Saturday, January 31
Jim Cramer on what is driving Eli Lilly's stock right now

The stock market is well-positioned to bounce next week if the heavyweight companies set to report earnings deliver strong numbers, CNBC’s Jim Cramer said Friday.

That’s because the market ended the week on a subdued note, the “Mad Money” host said, after the S&P 500 finished in the red for three straight days.

The busy week wastes no time getting underway, with Disney reporting on Monday and talk of CEO succession in the air. Cramer’s Charitable Trust, the portfolio used by the CNBC Investing Club, threw in the towel on its Disney position in November after a prolonged period of stagnant performance. “There was always some division that held it back. I don’t know which it is this time. You never do,” Cramer said.

On Tuesday, we’ll get the latest from names including Pfizer, Pepsi, Merck, Advanced Micro Devices, and Chipotle. While investors will look to AMD for insights into the AI boom, Cramer said it’s possible that even a terrific set of numbers will be met with selling. That’s seemingly become “the new pattern” for chip stocks, he said.

Also Tuesday, Western Digital is hosting what it’s dubbed an innovation day, where the company plans to highlight innovations aimed at supporting growing data storage demand. Cramer said the upcoming event is “critical” after the company’s stock got crushed Friday despite posting a great quarter the prior evening. “We have to find out what that’s about,” he said.

Eli Lilly reports Wednesday morning, and Cramer said he’ll be watching for whether the obesity drugmaker shares any new trial results for its GLP-1 portfolio — something that could be more meaningful to the stock’s movements than the quarterly results themselves. Lilly shares are down about 3.5% year to date.

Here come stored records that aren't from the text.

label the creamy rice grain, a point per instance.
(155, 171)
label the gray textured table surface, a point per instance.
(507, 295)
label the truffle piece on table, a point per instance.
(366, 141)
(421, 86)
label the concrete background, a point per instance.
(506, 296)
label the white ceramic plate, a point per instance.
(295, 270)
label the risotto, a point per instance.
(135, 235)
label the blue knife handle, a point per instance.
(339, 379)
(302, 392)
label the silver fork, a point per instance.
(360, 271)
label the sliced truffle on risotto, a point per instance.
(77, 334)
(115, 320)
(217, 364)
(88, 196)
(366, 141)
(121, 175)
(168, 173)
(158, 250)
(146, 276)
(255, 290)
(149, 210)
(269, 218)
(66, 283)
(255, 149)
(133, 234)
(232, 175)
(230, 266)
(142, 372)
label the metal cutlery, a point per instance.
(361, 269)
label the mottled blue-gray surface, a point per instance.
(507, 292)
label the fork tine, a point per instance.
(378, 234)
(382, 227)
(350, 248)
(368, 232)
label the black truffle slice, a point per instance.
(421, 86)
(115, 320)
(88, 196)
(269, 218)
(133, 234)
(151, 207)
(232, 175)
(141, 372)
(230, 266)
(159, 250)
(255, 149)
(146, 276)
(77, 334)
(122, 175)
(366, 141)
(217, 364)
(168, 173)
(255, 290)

Alphabet, which reports Wednesday night, will be among the most consequential reports for the market.

“This is a company that many wrote off as the least of the ‘Magnificent Seven,'” Cramer said, but the narrative has completely flipped. “Whether it be Gemini, the best of the chatbots, or YouTube, the most popular video site in the world, or Waymo … or Google itself, doesn’t matter. Alphabet is the best and when it reports, I think it could romp.” 

The other tech giant reporting next week is Amazon, which will release its numbers after the close Thursday. Cramer said Amazon has become a controversial stock. When the stock finally gets momentum, Cramer said the sellers appear, eroding the gains. “Lost in the shuffle is the greatness of the company itself,” Cramer said, acknowledging the stock’s lackluster returns of late. “I’m a believer.”

Rounding out the week on Friday is the January employment report, which Cramer said could come in weaker than anticipated both on job gains and wage inflation. That could help support lower bond yields while enabling stocks to soar, he said. “I think it’s a distinct possibility.”

Disclosure: Cramer’s Charitable Trust has positions in LLY, AMZN and GOOGL.